呪いが何をもたらすのかも正確には分からないまま、ストレスを抱える日々。
それは、毛が抜けていくなんていう呪いよりも効果的に、屋敷の人たちを追い詰めていくと思う。
その結果、職を離れたり、病気になったりで、屋敷を去っていく人もでてくるだろう。
「……んー……。でも何日かで効果が切れるならともかく、これから毎日ずっとだと最終的にはやりすぎだと思うんだよね」
『それはそうだろう。だから、真の下手人が心の底から反省したなら、呪いは即解除されるようにした』
「……ずっと解除されなかったとしたら、ろくに反省してないってことになるんだよね……」
「それならそれで、痛い目みればいいのだよ。領主だなんだといって、恩恵や利益ばかりを求め、人の道から外れるようなことばかりするからそうなる」
僕とヤタのやりとりを見ていたギルマスのザックさんが、フンッ、と鼻を鳴らす。
「身内のことで実に恥ずかしい話だが、《大森林》に開拓村を作ると国に申請し、助成金のほとんどを懐に入れて私腹を肥やし、開拓団に任命する体で犯罪者や浮浪者をまとめて街の外へ追い出し、ろくに支援もせず失敗させてきたのが父の代まで幾度かあって、それに習って10年ほど前もまた開拓団という名で国から金をむしり取り犯罪者や浮浪者たちを街から追い出したのだ。人の命を軽んじてきた報いくらいは受けるべきだろう」
そして、ザックさんはトールくんを見て、続けた。
「そして私も、その子爵家ゆかりのものだ。国から不当に突かれる謂れはないが、開拓団ゆかりの者からなら、報いを受けても致し方ないとは思っている」
しばし、トールくんとザックさんの視線が絡む。
心臓の音がうるさいと感じるほどの緊張感を伴った沈黙。
思わず隣に座るミナトの手を握って事態を見守る中、先に口を開いたのは、トールくんだった。

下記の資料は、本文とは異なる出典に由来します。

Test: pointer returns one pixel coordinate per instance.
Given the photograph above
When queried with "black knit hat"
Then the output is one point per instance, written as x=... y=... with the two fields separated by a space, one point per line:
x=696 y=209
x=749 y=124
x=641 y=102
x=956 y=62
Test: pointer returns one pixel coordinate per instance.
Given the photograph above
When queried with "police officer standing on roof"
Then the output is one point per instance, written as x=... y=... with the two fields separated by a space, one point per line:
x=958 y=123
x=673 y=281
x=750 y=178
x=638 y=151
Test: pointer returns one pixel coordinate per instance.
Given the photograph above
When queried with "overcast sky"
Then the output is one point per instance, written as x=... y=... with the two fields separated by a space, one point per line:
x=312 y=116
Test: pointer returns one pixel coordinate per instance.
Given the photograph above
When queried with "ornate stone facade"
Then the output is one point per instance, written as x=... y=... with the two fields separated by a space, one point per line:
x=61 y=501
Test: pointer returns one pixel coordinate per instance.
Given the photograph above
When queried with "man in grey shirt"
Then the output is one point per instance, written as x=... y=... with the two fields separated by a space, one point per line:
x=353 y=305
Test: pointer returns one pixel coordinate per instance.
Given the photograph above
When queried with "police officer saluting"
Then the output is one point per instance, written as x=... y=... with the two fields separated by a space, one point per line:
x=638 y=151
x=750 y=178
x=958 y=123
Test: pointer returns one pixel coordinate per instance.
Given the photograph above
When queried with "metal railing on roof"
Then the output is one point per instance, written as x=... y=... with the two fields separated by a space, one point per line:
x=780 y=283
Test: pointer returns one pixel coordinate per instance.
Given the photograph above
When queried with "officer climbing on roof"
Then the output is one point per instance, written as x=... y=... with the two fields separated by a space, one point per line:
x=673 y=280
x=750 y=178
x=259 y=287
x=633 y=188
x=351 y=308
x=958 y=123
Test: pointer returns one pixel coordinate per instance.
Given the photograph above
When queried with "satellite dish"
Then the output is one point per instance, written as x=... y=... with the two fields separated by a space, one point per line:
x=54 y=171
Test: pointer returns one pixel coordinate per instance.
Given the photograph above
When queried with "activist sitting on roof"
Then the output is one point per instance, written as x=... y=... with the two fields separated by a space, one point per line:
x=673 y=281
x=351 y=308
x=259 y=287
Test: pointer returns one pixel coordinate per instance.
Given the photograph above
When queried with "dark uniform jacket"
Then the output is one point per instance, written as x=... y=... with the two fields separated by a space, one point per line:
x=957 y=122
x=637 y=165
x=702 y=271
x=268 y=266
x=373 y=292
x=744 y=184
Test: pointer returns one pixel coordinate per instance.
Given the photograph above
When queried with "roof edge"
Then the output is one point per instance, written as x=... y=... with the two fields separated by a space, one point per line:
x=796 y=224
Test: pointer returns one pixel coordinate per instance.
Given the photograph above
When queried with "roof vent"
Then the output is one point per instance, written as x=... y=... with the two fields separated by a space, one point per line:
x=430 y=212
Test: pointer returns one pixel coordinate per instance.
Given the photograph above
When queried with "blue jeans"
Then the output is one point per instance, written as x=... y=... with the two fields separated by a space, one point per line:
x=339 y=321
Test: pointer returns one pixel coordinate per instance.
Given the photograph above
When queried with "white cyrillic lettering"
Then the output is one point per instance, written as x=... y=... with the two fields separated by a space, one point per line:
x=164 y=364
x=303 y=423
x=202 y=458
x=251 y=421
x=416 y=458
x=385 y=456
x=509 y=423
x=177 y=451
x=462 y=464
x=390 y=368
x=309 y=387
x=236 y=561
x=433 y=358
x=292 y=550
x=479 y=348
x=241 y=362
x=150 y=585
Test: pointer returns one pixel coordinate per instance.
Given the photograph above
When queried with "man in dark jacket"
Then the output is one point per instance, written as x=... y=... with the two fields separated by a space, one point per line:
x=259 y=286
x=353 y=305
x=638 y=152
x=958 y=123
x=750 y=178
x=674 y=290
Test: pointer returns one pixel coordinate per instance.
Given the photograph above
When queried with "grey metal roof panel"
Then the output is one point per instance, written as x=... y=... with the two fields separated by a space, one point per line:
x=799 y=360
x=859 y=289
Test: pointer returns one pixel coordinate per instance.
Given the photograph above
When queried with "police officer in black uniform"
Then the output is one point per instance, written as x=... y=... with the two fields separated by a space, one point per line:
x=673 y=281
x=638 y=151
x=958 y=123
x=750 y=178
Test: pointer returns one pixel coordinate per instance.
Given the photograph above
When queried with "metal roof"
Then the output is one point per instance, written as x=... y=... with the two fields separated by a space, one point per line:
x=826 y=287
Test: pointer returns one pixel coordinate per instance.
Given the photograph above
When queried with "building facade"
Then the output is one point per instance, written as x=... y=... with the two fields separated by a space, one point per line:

「あなたが報いを受ければ、父や母、姉や弟、かつて第六開拓村で生きた家族やその仲間たちは、生き返りますか?」
「…………いや、それは、無理だ。それだけは、なにがあっても、どんな手段をもってしても、覆らないことだ」
「であれば、ご自分の罪の意識を和らげるために、おれたちを利用するのはやめてもらいたい。仮にその時、その場所に、完全武装の兵が100や200居たところで、あの結果を覆すことはできなかったでしょうから」
明確な拒絶を伴った厳しい言葉を、悲しげな表情で伝えるトールくん。
でも、その言葉は、当事者でもないのに罪の意識に捕われるなと訴えているようでもあり、
「…………すまん…………」
表情がうかがえないほど深くうなだれるギルマスにとっては、救いの言葉になったのかもしれなかった。